Il fascismo non basta Il Pd rispolvera l'antiberlusconismo

Tentativo disperato per risvegliare la base I big del partito: "Il Cavaliere è il nemico"

Il fascismo non basta Il Pd rispolvera l'antiberlusconismo

Nell'ultima settimana prima del voto era inevitabile che - per delimitare il proprio campo e ricompattare la base più tradizionale - un po' di antiberlusconismo si riaffacciasse nella campagna elettorale del Pd.

Da Veltroni a Renzi, da Gentiloni a Franceschini, ieri tutti i leader in campo ne hanno fatto uso, sia pur in misura più moderata che nel passato in cui Bersani, dal tetto del Nazareno, proclamava di voler «smacchiare il Giaguaro».

Lo sfondamento al centro del Pd, sognato ai tempi del Patto del Nazareno, pare superato dai fatti, visto che Berlusconi presidia il suo elettorato e che Di Maio, in campagna elettorale, sembra un piccolo Antonio Gava. Né funziona l'unità delle sinistre in nome dell'antifascismo, pur mimata in piazza sabato a Roma, visto che un attimo dopo Grasso e Bersani tornano a confidare che per loro Hitler non era poi così male, in confronto a Renzi; mentre il Pd ripete che votare Bersani serve solo ad eleggere i salviniani. Soprattutto, c'è da convincere la base del centrosinistra, dopo mesi di chiacchiere su un futuro di larghe intese, che votare Pd non è inutile perché tanto, subito dopo, si farà un governo con Berlusconi. Anzi, quel governo non si farà e Berlusconi resta l'avversario da battere. E il voto del 4 marzo, come sottolinea Gentiloni, sarà «una scelta di campo».
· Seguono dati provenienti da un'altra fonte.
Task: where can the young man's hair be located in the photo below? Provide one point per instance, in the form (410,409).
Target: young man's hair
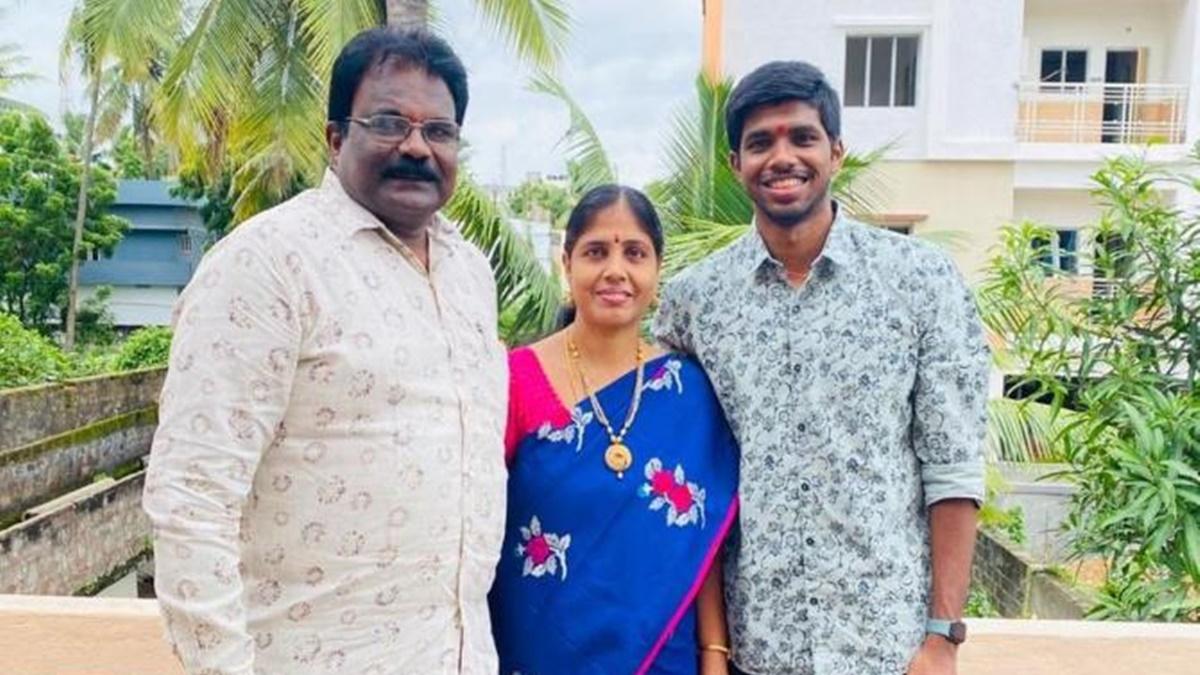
(376,47)
(780,82)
Così il fondatore del Pd Walter Veltroni, che ieri è tornato in pubblico al fianco del premier a Roma, rispolvera lo slogan che fece scalpore nella sua campagna da candidato premier, nel 2008, e spiega: «Lo dissi anni fa e lo ripeto: Berlusconi è e resta il principale esponente dello schieramento a noi avverso». E nel dirlo sembra sbarrare il passo alle ipotesi di futuri governi di «larghe intese» con il centrodestra, perché in assenza di maggioranze chiare, dopo il 4 marzo, dice che è meglio limitarsi a «fare una legge elettorale con un premio di maggioranza al livello che la sentenza della Corte ha stabilito», cercando intese con gli altri partiti, per poi però tornare al voto. E incita a preservare l'identità di «sinistra» del Pd, che «deve essere ovunque si manifesti una ineguaglianza o un'ingiustizia, altrimenti lascia il campo alla destra».

Ma anche il solitamente morbido Paolo Gentiloni dà l'altolà, spiegando che «non possiamo fare larghe intese con estremisti e populisti: non farebbero bene a noi né al paese». In nessun altro paese europeo, aggiunge, «tranne in Austria, c'è stata una saldatura tra destra moderata ed estremista» come è successo tra Fi e Carroccio. E attacca: «Berlusconi usa ripetere che sarà lui il garante, ma i rapporti di forza con la Lega non sono paragonabili a quelli del passato. Nel 2008 lui prese il 37% e la Lega l'8%. Adesso la somma di leghisti e Fratelli d'Italia sembra superiore al partito di Berlusconi». Ancor più esplicito è il ministro Dario Franceschini, che accusa il Cavaliere di non aver «tracciato un solco invalicabile con la destra estrema», col risultato che ora «l'unico leader del centrodestra è Salvini, e non capisco come faccia un moderato a votarli».

Quanto a Matteo Renzi, che ieri ha percorso il Nord sotto la neve di Burian, tra Piemonte e Lombardia, non evoca le larghe intese, ma usa l'ironia per attaccare: «Berlusconi che

promette la flat tax è credibile come Babbo Natale. Con una differenza: Babbo Natale una volta l'anno arriva. La flat tax invece spunta ogni cinque anni, in campagna elettorale, e poi sparisce. Come i bonifici dei grillini».